GLÓRIA, GLÓRIA, aleluia e coisa e tal: completam-se 25 anos de um dos grandes momentos mais inúteis da história recente. Já tem um quarto de século a empresa que fez do homem mais rico do mundo o homem mais rico do mundo. Naquele dia de julho de 94, um tal Jeffrey Preston Jorgensen, um rapaz do Novo México na faixa dos 30 anos, que tinha optado por ser chamado de Bezos por causa do sobrenome cubano do segundo marido de sua mãe, lançou sua empresa. Tinha tido a ideia de fazer algum negócio na Internet, essa rede que crescia, e descobriu que pouca gente vendia livros por lá. Não sabia nada em especial sobre o assunto, mas achou uma boa ideia; quis chamá-la de Cadabra, como em abracadabra, até que alguém lhe disse que cheirava a defunto. Então batizou-a de Amazon, como sabemos, porque soava caudaloso e começava com A, o que a colocava no topo das listas alfabéticas.
O senhor Bezos teve uma ideia, a levou adiante e se deu bem com ela. Sua história de sucesso é um desmentido perfeito para essa gente que defende os riquíssimos dizendo que eles melhoram o mundo, que agregam. O senhor Bezos não criou nada – exceto novas formas de consumir. O que fez, em síntese, foi ir concentrando o consumo que muitos faziam em muitos lugares em um só, supostamente mais cômodo, mais barato, mais poderoso, mais intrusivo. O que fez, também, foi começar a moldar vidas mais dependentes para nós, muito mais controladas.
Há cinco anos, o senhor Bezos tinha, além da metade do mercado on-line americano e um dos jornais poderosos do mundo, 30 bilhões de dólares [mais de 112 bilhões de reais, pelo câmbio atual]; no ano passado, esse senhor tinha mais de 377 bilhões de reais; agora, ele possui 561,5 bilhões. Há algo de estranho em um mundo onde uma pessoa ganha em um ano o que 50.000 trabalhadores europeus médios recebem em toda a sua vida. Algo de estranho e algo de obsceno.
Mas a pornografia funciona, sempre funcionou, e necessita de atores. Os reis se tornaram personagens um pouco decepcionantes: não têm muito poder, alguns nem sequer têm dinheiro – e depois, se têm, preferem não ter que explicar como o conseguiram. Então os fascinantes destes tempos são os megarricos.
É curioso: alguém poderia pensar que preferíamos detestá-los. Não é difícil entender que, se alguém tiver muito, muitos terão pouco. É o que alguns amargurados chamamos de concentração da riqueza, desigualdade, essas frescuras. Que não parecem nos importar muito: desenvolvemos uma maravilhosa síndrome de Estocolmo que nos permite que fiquemos fascinados pelo que fazem aqueles que dominam o que deveria ser repartido. O que é nosso, digamos assim, só por dizer.

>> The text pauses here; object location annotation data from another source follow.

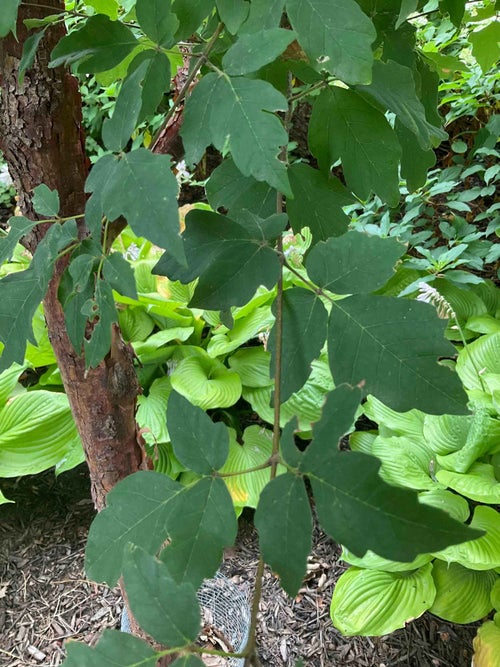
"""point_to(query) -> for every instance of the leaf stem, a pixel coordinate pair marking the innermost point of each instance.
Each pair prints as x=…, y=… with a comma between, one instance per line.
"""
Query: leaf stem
x=192, y=76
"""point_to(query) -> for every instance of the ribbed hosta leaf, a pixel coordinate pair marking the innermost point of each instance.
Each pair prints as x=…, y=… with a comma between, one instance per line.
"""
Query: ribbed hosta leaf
x=405, y=462
x=480, y=554
x=152, y=411
x=370, y=602
x=256, y=450
x=478, y=483
x=487, y=645
x=252, y=365
x=206, y=382
x=243, y=330
x=462, y=595
x=37, y=431
x=371, y=561
x=481, y=355
x=456, y=506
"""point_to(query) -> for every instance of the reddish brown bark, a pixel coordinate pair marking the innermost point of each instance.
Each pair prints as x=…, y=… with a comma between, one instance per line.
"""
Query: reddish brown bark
x=43, y=142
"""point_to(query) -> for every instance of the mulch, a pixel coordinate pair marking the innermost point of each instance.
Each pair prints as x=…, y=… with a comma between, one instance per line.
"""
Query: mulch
x=46, y=600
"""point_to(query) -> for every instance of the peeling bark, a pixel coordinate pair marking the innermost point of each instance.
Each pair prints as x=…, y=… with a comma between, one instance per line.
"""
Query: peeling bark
x=42, y=140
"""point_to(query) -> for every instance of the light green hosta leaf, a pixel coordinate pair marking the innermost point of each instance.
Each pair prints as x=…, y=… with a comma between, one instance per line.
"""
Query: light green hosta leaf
x=228, y=188
x=206, y=382
x=99, y=44
x=480, y=554
x=37, y=431
x=481, y=355
x=256, y=449
x=317, y=202
x=113, y=648
x=138, y=511
x=245, y=328
x=353, y=263
x=337, y=36
x=405, y=462
x=253, y=51
x=369, y=602
x=393, y=86
x=203, y=524
x=487, y=645
x=167, y=611
x=456, y=506
x=232, y=114
x=199, y=443
x=252, y=365
x=393, y=345
x=285, y=534
x=409, y=424
x=304, y=332
x=371, y=561
x=343, y=125
x=483, y=437
x=478, y=483
x=462, y=595
x=152, y=411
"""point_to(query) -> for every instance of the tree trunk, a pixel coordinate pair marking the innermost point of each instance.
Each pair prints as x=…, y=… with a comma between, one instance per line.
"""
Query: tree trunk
x=43, y=142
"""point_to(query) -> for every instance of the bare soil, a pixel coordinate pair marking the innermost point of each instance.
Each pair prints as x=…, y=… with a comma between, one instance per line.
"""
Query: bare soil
x=46, y=600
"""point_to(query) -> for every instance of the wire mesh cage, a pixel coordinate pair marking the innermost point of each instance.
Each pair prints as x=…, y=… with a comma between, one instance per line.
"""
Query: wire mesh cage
x=225, y=612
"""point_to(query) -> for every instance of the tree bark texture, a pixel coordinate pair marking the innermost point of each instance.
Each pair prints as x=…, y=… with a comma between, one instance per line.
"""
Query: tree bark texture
x=43, y=142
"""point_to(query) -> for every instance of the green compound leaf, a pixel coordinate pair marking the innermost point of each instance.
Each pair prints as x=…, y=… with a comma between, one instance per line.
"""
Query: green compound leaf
x=253, y=51
x=343, y=125
x=21, y=293
x=138, y=510
x=140, y=186
x=203, y=524
x=98, y=45
x=357, y=509
x=393, y=86
x=462, y=595
x=232, y=13
x=304, y=333
x=369, y=602
x=480, y=554
x=354, y=262
x=232, y=114
x=46, y=201
x=284, y=522
x=18, y=227
x=113, y=648
x=317, y=203
x=168, y=611
x=232, y=259
x=336, y=35
x=204, y=381
x=396, y=361
x=117, y=130
x=199, y=443
x=157, y=21
x=228, y=188
x=37, y=431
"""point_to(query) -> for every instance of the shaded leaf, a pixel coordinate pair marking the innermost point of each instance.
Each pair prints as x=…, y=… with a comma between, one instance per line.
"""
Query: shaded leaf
x=203, y=524
x=99, y=44
x=168, y=611
x=284, y=522
x=343, y=125
x=232, y=114
x=138, y=511
x=354, y=262
x=199, y=443
x=392, y=345
x=336, y=35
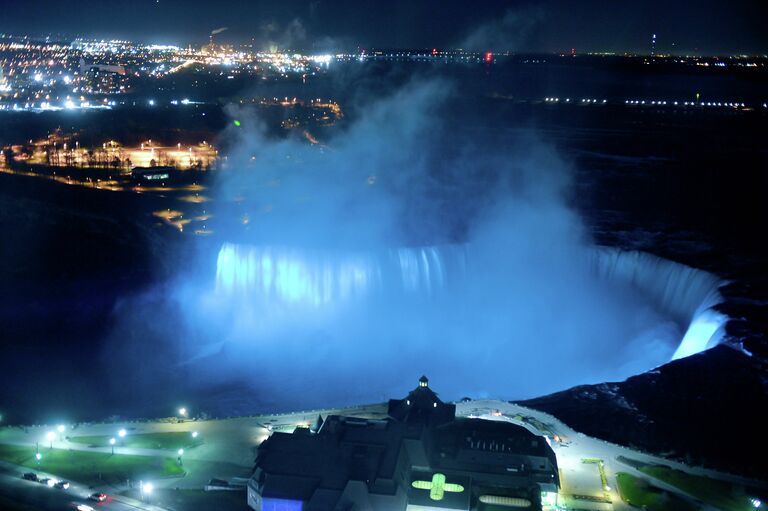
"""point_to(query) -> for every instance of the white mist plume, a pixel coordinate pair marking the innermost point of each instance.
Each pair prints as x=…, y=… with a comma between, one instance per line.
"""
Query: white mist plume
x=404, y=245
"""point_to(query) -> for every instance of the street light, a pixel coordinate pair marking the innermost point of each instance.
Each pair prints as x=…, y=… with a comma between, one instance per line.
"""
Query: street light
x=146, y=489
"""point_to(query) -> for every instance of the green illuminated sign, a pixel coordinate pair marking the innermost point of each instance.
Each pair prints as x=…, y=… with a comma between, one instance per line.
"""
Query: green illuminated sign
x=437, y=487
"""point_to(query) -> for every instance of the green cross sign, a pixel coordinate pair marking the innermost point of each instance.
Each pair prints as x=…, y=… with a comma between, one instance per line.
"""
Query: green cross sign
x=437, y=487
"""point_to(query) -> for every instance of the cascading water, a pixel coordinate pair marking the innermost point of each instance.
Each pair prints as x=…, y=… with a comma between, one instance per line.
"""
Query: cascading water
x=290, y=278
x=686, y=293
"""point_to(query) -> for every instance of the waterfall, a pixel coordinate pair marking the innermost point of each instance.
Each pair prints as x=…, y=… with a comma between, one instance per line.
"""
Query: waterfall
x=315, y=279
x=687, y=294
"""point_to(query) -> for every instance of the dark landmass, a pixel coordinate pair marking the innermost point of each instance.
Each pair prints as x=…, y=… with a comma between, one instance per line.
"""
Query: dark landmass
x=704, y=410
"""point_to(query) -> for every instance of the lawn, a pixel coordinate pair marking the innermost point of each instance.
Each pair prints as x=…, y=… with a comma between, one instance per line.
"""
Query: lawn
x=166, y=441
x=720, y=494
x=639, y=493
x=91, y=467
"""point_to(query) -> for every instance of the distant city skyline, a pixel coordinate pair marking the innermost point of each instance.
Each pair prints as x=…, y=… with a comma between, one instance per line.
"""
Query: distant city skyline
x=522, y=26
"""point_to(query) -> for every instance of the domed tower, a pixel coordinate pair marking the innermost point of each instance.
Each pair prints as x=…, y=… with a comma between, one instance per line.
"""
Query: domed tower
x=421, y=405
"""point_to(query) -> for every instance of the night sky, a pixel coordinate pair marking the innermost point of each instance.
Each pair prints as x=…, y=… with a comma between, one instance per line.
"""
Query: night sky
x=701, y=27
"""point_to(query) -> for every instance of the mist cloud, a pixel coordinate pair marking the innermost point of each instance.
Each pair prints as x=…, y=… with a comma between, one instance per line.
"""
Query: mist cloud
x=405, y=243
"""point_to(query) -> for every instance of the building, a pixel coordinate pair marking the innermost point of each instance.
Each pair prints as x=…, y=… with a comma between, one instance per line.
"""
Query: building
x=422, y=457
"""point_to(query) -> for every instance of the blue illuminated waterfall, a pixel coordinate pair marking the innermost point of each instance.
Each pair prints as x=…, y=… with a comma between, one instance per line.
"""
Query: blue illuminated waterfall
x=313, y=280
x=316, y=278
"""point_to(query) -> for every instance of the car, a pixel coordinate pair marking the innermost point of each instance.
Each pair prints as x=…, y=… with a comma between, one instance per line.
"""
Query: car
x=98, y=497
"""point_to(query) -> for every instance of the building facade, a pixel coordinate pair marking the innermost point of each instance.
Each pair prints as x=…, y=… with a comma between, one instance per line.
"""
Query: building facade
x=422, y=457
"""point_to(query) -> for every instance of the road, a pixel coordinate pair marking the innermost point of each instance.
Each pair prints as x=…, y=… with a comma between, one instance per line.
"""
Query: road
x=39, y=496
x=229, y=445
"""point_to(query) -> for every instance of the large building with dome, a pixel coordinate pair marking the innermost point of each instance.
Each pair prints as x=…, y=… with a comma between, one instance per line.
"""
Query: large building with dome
x=421, y=457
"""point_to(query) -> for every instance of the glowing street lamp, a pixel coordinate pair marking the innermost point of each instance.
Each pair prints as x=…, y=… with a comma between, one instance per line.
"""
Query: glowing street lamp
x=146, y=489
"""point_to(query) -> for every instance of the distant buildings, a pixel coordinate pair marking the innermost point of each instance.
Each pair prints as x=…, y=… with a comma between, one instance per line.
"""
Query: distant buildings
x=421, y=458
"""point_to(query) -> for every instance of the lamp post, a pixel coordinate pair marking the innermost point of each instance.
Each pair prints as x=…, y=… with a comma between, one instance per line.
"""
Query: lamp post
x=146, y=489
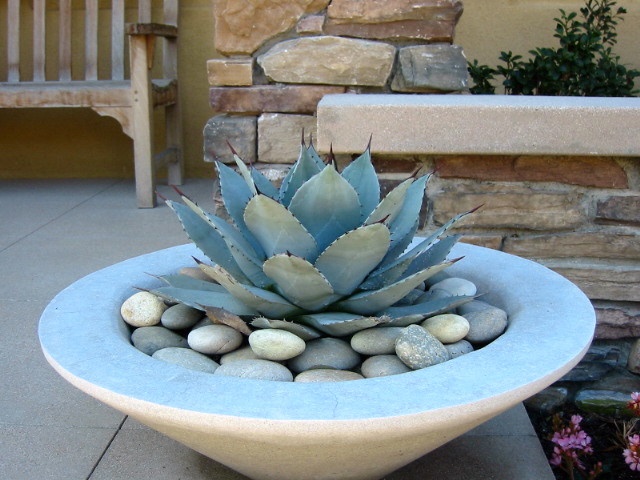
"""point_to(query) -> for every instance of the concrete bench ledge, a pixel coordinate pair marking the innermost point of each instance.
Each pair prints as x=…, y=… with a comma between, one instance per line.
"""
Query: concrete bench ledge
x=479, y=124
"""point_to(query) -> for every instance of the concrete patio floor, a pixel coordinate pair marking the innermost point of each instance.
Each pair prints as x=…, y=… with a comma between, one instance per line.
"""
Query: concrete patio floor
x=53, y=233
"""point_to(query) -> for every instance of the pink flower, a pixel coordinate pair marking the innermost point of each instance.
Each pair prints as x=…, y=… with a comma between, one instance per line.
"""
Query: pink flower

A síndrome funciona inclusive para incentivar certas condutas: “Porque nos serve de inspiração e porque ver casos de tanto sucesso no mundo do e-commerce pode nos motivar a lutar pelo que sempre sonhamos…”, diz um artigo como tantos, Estocolmo no talo.
Recordo uma coluna que escrevi há décadas, cheio de otimismo: vivia na Argentina e dizia que os sindicatos de esquerda deveriam levar seus trabalhadores a Punta del Este —o balneário caro da costa uruguaia— para que, ao verem aquelas mansões, aqueles carros, aqueles silicones, aqueles preços, os operários se enchessem de sacrossanta indignação de classe e reagissem. E lembro que alguém me respondeu que, se os levassem, o resultado talvez seria que muitos insistiriam em admirar e desejar esses lugares, essas vidas.
Talvez tivesse razão. Para isso servem os Bezos deste mundo: oferecem a ilusão de que você também pode ser assim. O ruim não é nem sequer que não é verdade; o pior é que convencem você de que isso é o que vale a pena querer, que essa é a meta. O negócio é redondo: se muitos querem ser como eles, eles poderão continuar sendo como são, sem parar.